As Representative Marcy Kaptur told Geithner at the hearing: “A lot of
people think that the president of the New York Fed works for the U.S.
government. But in fact you work for the private banks that elected
you.”
Let’s take Geithner at his word that a failure to resolve the
insurer’s default swaps would have led to financial Armageddon. Given
the stakes, you might think Geithner would have coordinated actions with
then-Treasury Secretary Henry Paulson. Yet Paulson testified that he
wasn’t in the loop.
“I had no involvement at all, in the payment to the counterparties, no
involvement whatsoever,” Paulson said.
Fed Chairman Bernanke also wasn’t involved. In a written response to
questions from Representative Darrell Issa, Bernanke said he “was not
directly involved in the negotiations” with AIG’s counterparty
banks.
Geither said he recused himself from the bank’s day-to-day activities,
even though he never actually signed a formal letter of recusal.
New York Fed staff and outside lawyers from Davis Polk & Wardell edited
AIG communications to investors and intervened with the Securities and
Exchange Commission to shield details about the buyout transactions,
according to a report by Issa.
That the New York Fed, a quasi-governmental body, was able to push around the
SEC, an executive-branch agency, deserves a congressional hearing all by
itself.
Later, when it became clear information would be disclosed, New York Fed
legal group staffer James Bergin e-mailed colleagues saying: “I have to
think this train is probably going to leave the station soon and we need to
focus our efforts on explaining the story as best we can. There were too many
people involved in the deals -- too many counterparties, too many lawyers and
advisors, too many people from AIG -- to keep a determined Congress from the
information.”
Think of the enormity of that statement.

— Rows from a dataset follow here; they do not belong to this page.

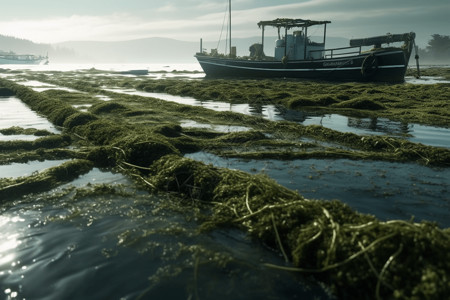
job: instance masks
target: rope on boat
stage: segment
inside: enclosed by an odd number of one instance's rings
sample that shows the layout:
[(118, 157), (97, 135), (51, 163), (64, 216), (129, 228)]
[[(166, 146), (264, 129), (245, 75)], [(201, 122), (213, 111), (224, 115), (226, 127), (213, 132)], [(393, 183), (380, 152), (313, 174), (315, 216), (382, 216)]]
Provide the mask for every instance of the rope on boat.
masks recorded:
[(414, 56), (414, 58), (416, 59), (416, 66), (417, 66), (417, 76), (416, 78), (419, 79), (420, 78), (420, 67), (419, 67), (419, 46), (416, 45), (416, 41), (413, 39), (413, 47), (414, 47), (414, 51), (416, 52), (416, 55)]

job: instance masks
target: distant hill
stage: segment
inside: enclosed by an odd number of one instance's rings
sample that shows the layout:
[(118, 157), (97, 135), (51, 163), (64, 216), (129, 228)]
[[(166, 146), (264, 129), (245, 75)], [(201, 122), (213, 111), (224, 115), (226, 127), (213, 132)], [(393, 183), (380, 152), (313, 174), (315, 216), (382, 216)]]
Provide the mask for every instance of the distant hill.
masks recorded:
[[(265, 38), (266, 55), (273, 55), (275, 37)], [(261, 42), (260, 37), (236, 38), (232, 40), (239, 56), (249, 54), (248, 48), (253, 43)], [(348, 39), (327, 39), (327, 47), (344, 47)], [(99, 63), (157, 63), (157, 62), (195, 62), (194, 54), (200, 51), (198, 42), (186, 42), (168, 38), (147, 38), (121, 42), (65, 42), (54, 45), (63, 49), (72, 49), (79, 59)], [(208, 52), (218, 46), (217, 42), (203, 42), (203, 49)], [(219, 52), (225, 51), (225, 42), (219, 45)]]
[[(265, 38), (265, 53), (273, 55), (275, 37)], [(253, 43), (261, 37), (236, 38), (232, 40), (239, 56), (248, 55)], [(348, 45), (344, 38), (327, 38), (327, 47)], [(217, 48), (217, 42), (203, 42), (208, 52)], [(219, 52), (225, 50), (225, 42), (219, 45)], [(28, 40), (0, 35), (0, 50), (19, 54), (46, 55), (50, 63), (194, 63), (194, 54), (200, 51), (198, 42), (186, 42), (168, 38), (146, 38), (120, 42), (73, 41), (58, 44), (36, 44)]]
[(4, 52), (46, 55), (50, 48), (48, 44), (36, 44), (29, 40), (0, 35), (0, 50)]
[(147, 38), (120, 42), (65, 42), (54, 45), (72, 49), (77, 60), (97, 63), (189, 62), (199, 51), (199, 43), (167, 38)]
[(43, 56), (48, 54), (50, 62), (70, 62), (77, 57), (72, 49), (51, 44), (37, 44), (29, 40), (4, 35), (0, 35), (0, 51)]

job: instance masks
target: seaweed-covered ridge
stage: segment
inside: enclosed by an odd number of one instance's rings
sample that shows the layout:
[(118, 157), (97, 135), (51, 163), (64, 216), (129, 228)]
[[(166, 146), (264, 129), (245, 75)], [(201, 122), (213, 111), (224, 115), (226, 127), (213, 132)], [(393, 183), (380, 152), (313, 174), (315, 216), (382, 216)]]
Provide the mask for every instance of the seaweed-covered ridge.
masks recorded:
[[(265, 88), (268, 83), (260, 84), (260, 88)], [(241, 116), (236, 118), (252, 125), (249, 132), (202, 135), (199, 131), (188, 131), (174, 123), (163, 122), (171, 114), (182, 116), (186, 111), (190, 112), (190, 108), (181, 105), (164, 104), (168, 113), (163, 114), (159, 107), (162, 104), (157, 100), (148, 103), (148, 99), (121, 96), (115, 102), (97, 104), (89, 112), (80, 112), (60, 99), (4, 79), (0, 79), (0, 88), (8, 93), (12, 91), (33, 110), (64, 127), (64, 135), (44, 139), (57, 137), (65, 144), (22, 149), (30, 154), (36, 151), (50, 154), (49, 149), (56, 151), (68, 143), (77, 148), (73, 152), (59, 152), (77, 158), (68, 164), (27, 178), (2, 180), (2, 195), (14, 191), (19, 197), (37, 186), (51, 189), (60, 184), (58, 178), (70, 180), (93, 165), (115, 167), (151, 193), (174, 195), (186, 211), (199, 209), (200, 230), (219, 227), (244, 230), (285, 258), (283, 266), (267, 264), (266, 267), (310, 274), (329, 286), (339, 298), (442, 299), (450, 293), (449, 229), (439, 228), (431, 222), (382, 222), (339, 201), (305, 199), (264, 175), (217, 168), (182, 156), (198, 149), (227, 156), (251, 154), (249, 151), (242, 153), (245, 147), (261, 147), (263, 153), (269, 155), (270, 147), (277, 146), (279, 136), (276, 133), (280, 131), (289, 133), (288, 139), (314, 136), (357, 149), (334, 149), (334, 152), (320, 149), (317, 157), (327, 153), (334, 155), (332, 157), (352, 157), (358, 152), (354, 159), (364, 159), (367, 155), (372, 159), (448, 165), (447, 149)], [(336, 102), (325, 99), (323, 103), (334, 105)], [(204, 118), (230, 116), (197, 112), (197, 117)], [(288, 139), (283, 141), (283, 146), (287, 145)], [(300, 144), (291, 142), (290, 146), (296, 147), (299, 155), (307, 153), (302, 152)], [(304, 147), (319, 148), (317, 145)], [(314, 155), (314, 152), (308, 153)], [(42, 185), (42, 182), (46, 184)], [(25, 185), (28, 187), (19, 188)]]

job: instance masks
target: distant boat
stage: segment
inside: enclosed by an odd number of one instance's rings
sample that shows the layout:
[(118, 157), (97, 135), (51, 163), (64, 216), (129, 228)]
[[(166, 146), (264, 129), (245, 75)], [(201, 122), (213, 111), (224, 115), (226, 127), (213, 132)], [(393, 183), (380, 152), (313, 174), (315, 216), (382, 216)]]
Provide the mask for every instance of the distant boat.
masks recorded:
[(48, 56), (33, 54), (16, 54), (13, 52), (0, 52), (0, 65), (46, 65)]
[[(229, 6), (229, 54), (219, 54), (216, 49), (206, 53), (200, 45), (200, 52), (195, 55), (207, 77), (308, 78), (382, 82), (403, 82), (405, 79), (408, 62), (415, 45), (414, 32), (352, 39), (349, 47), (326, 49), (326, 25), (331, 23), (330, 21), (275, 19), (259, 22), (258, 26), (262, 29), (262, 42), (253, 44), (249, 48), (248, 56), (237, 57), (236, 48), (231, 47), (231, 1)], [(322, 42), (313, 42), (308, 37), (308, 28), (316, 25), (324, 26)], [(264, 30), (267, 26), (278, 29), (278, 40), (275, 42), (273, 57), (264, 54)], [(284, 31), (284, 36), (280, 35), (281, 29)], [(291, 29), (296, 30), (288, 33)], [(381, 47), (382, 44), (394, 42), (403, 42), (403, 45)], [(373, 47), (364, 51), (365, 46)], [(416, 59), (418, 60), (417, 55)]]
[(120, 71), (118, 73), (122, 75), (148, 75), (148, 70), (147, 69), (128, 70), (128, 71)]

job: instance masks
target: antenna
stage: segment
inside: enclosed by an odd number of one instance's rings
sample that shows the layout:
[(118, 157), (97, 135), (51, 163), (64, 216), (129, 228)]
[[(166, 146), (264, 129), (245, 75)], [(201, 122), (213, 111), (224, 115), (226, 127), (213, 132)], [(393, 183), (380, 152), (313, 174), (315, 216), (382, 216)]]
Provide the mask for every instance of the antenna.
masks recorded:
[(231, 0), (228, 1), (228, 24), (229, 24), (229, 40), (230, 40), (230, 56), (231, 56)]

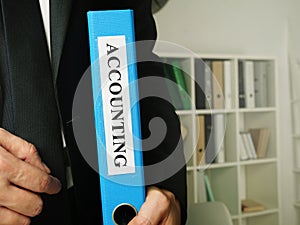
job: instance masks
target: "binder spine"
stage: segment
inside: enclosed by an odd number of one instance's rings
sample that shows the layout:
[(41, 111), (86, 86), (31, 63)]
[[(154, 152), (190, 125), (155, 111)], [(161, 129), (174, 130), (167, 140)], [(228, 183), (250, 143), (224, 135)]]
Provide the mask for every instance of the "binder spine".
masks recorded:
[(88, 12), (103, 224), (127, 224), (145, 199), (132, 10)]

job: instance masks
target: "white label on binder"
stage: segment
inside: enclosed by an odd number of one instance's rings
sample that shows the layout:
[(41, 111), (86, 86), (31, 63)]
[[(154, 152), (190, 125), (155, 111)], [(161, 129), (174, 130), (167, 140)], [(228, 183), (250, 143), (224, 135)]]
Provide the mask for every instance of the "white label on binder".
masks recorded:
[(98, 37), (108, 175), (135, 173), (125, 36)]

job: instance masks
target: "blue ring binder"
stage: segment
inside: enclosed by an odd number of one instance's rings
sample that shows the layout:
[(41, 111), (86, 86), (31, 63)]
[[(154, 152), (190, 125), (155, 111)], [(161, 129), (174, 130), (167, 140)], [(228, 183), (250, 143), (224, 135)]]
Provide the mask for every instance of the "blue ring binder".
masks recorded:
[(122, 225), (145, 200), (133, 12), (91, 11), (88, 27), (103, 224)]

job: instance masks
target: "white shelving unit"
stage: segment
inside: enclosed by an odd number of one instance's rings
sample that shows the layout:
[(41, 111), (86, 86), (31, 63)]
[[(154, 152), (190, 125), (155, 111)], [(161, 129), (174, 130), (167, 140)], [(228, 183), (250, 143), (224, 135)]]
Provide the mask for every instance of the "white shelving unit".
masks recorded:
[(300, 63), (295, 62), (291, 66), (291, 112), (292, 112), (292, 140), (294, 155), (294, 178), (295, 178), (295, 210), (297, 212), (296, 224), (300, 223)]
[[(165, 62), (176, 60), (183, 71), (190, 77), (186, 79), (187, 91), (190, 96), (191, 107), (178, 109), (181, 124), (188, 130), (184, 139), (186, 155), (194, 152), (188, 162), (188, 201), (198, 203), (201, 201), (199, 192), (199, 179), (206, 174), (210, 180), (215, 200), (224, 202), (233, 219), (234, 225), (280, 225), (280, 190), (278, 181), (278, 106), (276, 96), (277, 69), (274, 57), (258, 57), (245, 55), (223, 54), (189, 54), (165, 53), (157, 51)], [(199, 76), (196, 64), (199, 61), (229, 61), (231, 68), (231, 94), (232, 104), (226, 109), (197, 108), (197, 91), (195, 80)], [(267, 73), (267, 103), (263, 107), (239, 107), (239, 62), (240, 61), (265, 62), (268, 64)], [(186, 77), (187, 78), (187, 77)], [(225, 98), (226, 100), (226, 98)], [(300, 110), (300, 108), (299, 108)], [(197, 165), (195, 146), (197, 144), (197, 116), (223, 114), (226, 119), (224, 135), (225, 162), (211, 165)], [(239, 132), (250, 128), (268, 128), (270, 141), (267, 155), (263, 159), (240, 160)], [(299, 140), (299, 138), (298, 138)], [(298, 142), (299, 144), (300, 142)], [(300, 146), (298, 146), (300, 147)], [(300, 150), (298, 154), (300, 186)], [(203, 177), (203, 176), (202, 176)], [(300, 205), (300, 193), (297, 204)], [(251, 198), (262, 203), (266, 209), (259, 212), (243, 213), (241, 200)]]

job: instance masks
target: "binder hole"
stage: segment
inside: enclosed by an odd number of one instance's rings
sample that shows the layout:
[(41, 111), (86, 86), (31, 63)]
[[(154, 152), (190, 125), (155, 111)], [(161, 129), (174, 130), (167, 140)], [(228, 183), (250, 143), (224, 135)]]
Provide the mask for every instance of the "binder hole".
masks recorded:
[(120, 204), (113, 211), (113, 221), (116, 225), (127, 225), (137, 215), (136, 209), (130, 204)]

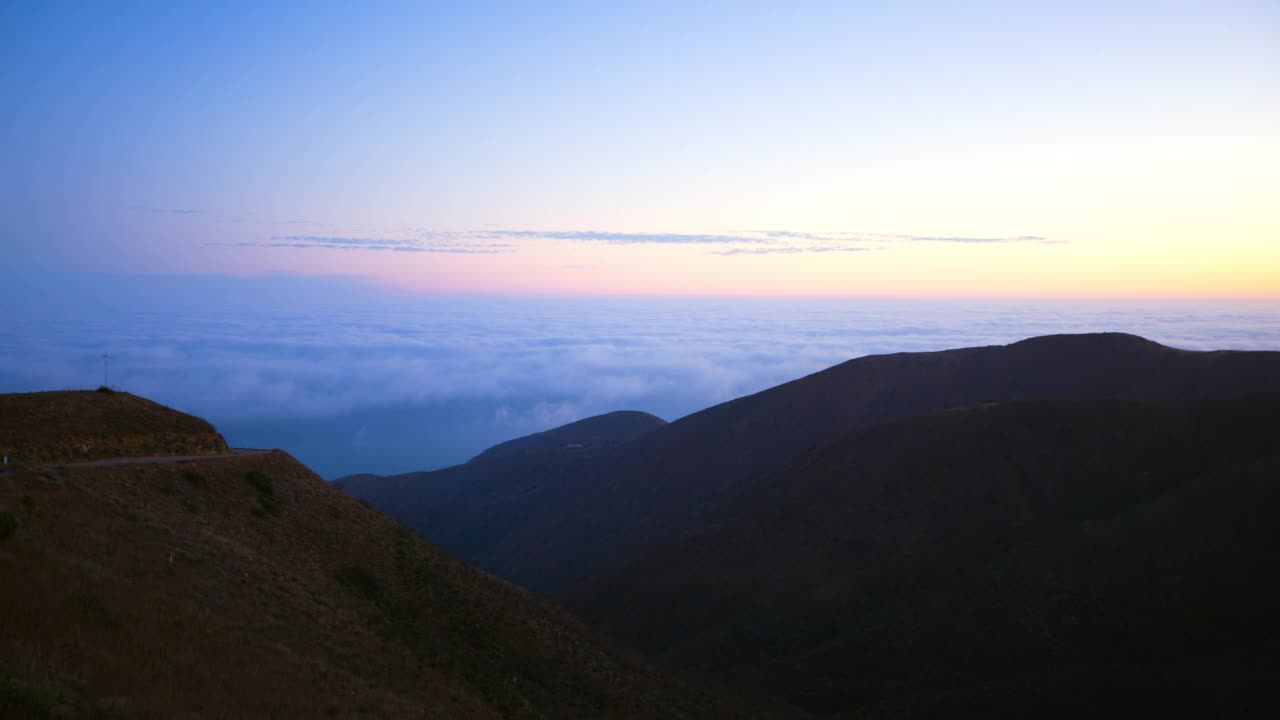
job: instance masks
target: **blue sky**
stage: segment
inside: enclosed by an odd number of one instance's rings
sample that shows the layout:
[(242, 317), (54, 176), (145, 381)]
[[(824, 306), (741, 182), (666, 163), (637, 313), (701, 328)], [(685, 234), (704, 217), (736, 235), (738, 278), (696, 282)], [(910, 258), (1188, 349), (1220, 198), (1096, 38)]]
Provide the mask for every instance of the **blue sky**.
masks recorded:
[[(0, 13), (0, 233), (31, 265), (420, 292), (1277, 292), (1274, 3)], [(271, 246), (494, 228), (526, 235), (483, 257)], [(742, 231), (1056, 245), (557, 236)]]
[(110, 352), (334, 476), (871, 352), (1280, 347), (1277, 38), (1244, 0), (5, 2), (0, 392)]

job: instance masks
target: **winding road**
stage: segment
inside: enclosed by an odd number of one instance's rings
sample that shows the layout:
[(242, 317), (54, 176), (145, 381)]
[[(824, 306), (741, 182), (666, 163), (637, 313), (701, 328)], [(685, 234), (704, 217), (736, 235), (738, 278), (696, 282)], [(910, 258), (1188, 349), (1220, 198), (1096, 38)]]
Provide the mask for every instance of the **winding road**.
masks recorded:
[(246, 455), (266, 455), (270, 450), (260, 448), (231, 448), (226, 455), (167, 455), (160, 457), (109, 458), (75, 463), (49, 463), (55, 467), (103, 467), (108, 465), (158, 465), (160, 463), (198, 462), (201, 460), (226, 460)]

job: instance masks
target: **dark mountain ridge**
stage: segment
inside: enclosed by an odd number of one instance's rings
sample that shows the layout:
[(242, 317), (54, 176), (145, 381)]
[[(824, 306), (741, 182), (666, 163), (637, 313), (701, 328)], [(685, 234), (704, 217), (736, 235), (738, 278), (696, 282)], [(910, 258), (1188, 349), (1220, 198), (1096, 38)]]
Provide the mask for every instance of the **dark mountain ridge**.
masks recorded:
[(857, 358), (571, 462), (538, 456), (343, 482), (481, 567), (563, 594), (730, 521), (767, 492), (760, 486), (777, 468), (880, 422), (1019, 398), (1187, 403), (1276, 389), (1277, 352), (1057, 335)]
[(579, 450), (584, 448), (615, 447), (666, 424), (667, 422), (662, 418), (646, 412), (618, 410), (571, 422), (568, 425), (561, 425), (546, 432), (508, 440), (494, 445), (467, 462), (492, 460), (506, 455), (518, 455), (538, 450)]
[[(806, 454), (735, 521), (569, 605), (822, 713), (1273, 703), (1278, 436), (1280, 394), (900, 419)], [(1106, 688), (1108, 668), (1128, 679)]]
[(565, 494), (576, 489), (569, 479), (594, 471), (617, 447), (665, 424), (648, 413), (613, 412), (495, 445), (443, 470), (351, 475), (337, 482), (406, 523), (412, 518), (415, 529), (430, 527), (433, 540), (452, 552), (487, 557), (502, 545), (503, 528), (573, 502)]

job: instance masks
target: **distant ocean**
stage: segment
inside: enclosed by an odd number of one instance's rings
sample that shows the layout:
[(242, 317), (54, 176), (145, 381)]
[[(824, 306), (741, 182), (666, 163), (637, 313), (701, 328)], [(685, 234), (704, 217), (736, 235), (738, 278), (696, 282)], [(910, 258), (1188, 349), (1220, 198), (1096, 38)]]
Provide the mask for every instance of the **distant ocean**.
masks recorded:
[(674, 420), (873, 353), (1098, 331), (1280, 350), (1280, 301), (423, 297), (202, 278), (17, 302), (0, 391), (97, 387), (110, 353), (112, 385), (329, 478), (443, 467), (610, 410)]

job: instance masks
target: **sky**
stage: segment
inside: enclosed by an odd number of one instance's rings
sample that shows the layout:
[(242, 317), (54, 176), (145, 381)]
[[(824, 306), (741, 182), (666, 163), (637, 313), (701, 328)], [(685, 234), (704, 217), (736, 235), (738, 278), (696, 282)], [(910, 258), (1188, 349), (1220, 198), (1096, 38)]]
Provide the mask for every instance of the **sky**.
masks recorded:
[(0, 392), (327, 478), (868, 353), (1280, 349), (1275, 2), (9, 0), (0, 98)]
[(1274, 2), (14, 0), (0, 93), (69, 293), (1280, 296)]

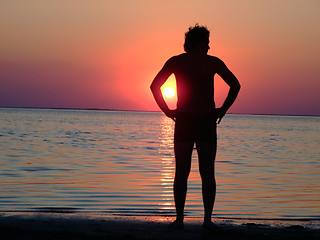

A staffer at a body with little
public accountability and that exists to serve bankers is lamenting the
inability to keep Congress in the dark.
Most
know I am not a big believer in conspiracies. I regularly dismiss them.
However, this one was clear from the beginning and like all massive
conspiracies, it is now in the light of day.
I have talked about conspiracies involving Geithner, Paulson, Bernanke, and
former Bank of America Lewis on many occasions. I am more than happy to add
another post to the list.
April 24, 2009: Let the Criminal
Indictments Begin: Paulson, Bernanke, Lewis
June 26, 2009: Bernanke Suffers
From Selective Memory Loss; Paulson Calls Bank of America "Turd in the
Punchbowl"
July 17, 2009: Paulson Admits Coercion;
Where are the Indictments?
October 20, 2009: Bernanke Guilty of
Coercion and Market Manipulation
January 07, 2010: Time To Indict
Geithner For Securities Fraud
January 26, 2010: Questions Geithner
Cannot Escape
I am quite sure there will be more opportunities to add to the list.
Strange Conspiracy Involving No One
·
Geithner
recused himself although there is no record of it.
·
Paulson
knows nothing about it and was not in the loop
·
Bernanke
either does not remember and/or was not involved.
Amazingly this conspiracy involves no one. It is a historic event. Hundred
billion dollar bailout decisions just happened. No one made them, no one was
responsible for them, and no one was in the loop, yet all those not involved
agree the process must be kept secret.
David Reilly: "Think of the enormity of that statement. A staffer at
a body with little public accountability and that exists to serve bankers is
lamenting the inability to keep Congress in the dark."
In the wake of these happenings, David Andolfatto at the St. Louis Fed just
happened to step out of the blue right on time making a mathematical plea defending
secrecy: In Defense Of
Secrecy; Three Prong Attack On The Fed; Selective Myopia .
Steve Keen, a real economist, disputes the thesis as did others. Please see Steve Keen on
Banking Secrets and Fed Transparency for a detailed
rebuttal of the thesis.
Juts the other day, I received an email from David Andolfatto, the author
"On the Social Cost of Transparency in Monetary Economies", the
article praising secrecy, offering to explain the thesis in plain English. I
will take him up on it.
However, I think anyone with any common sense has had more than enough of
secret backroom deals, especially those that somehow no one makes.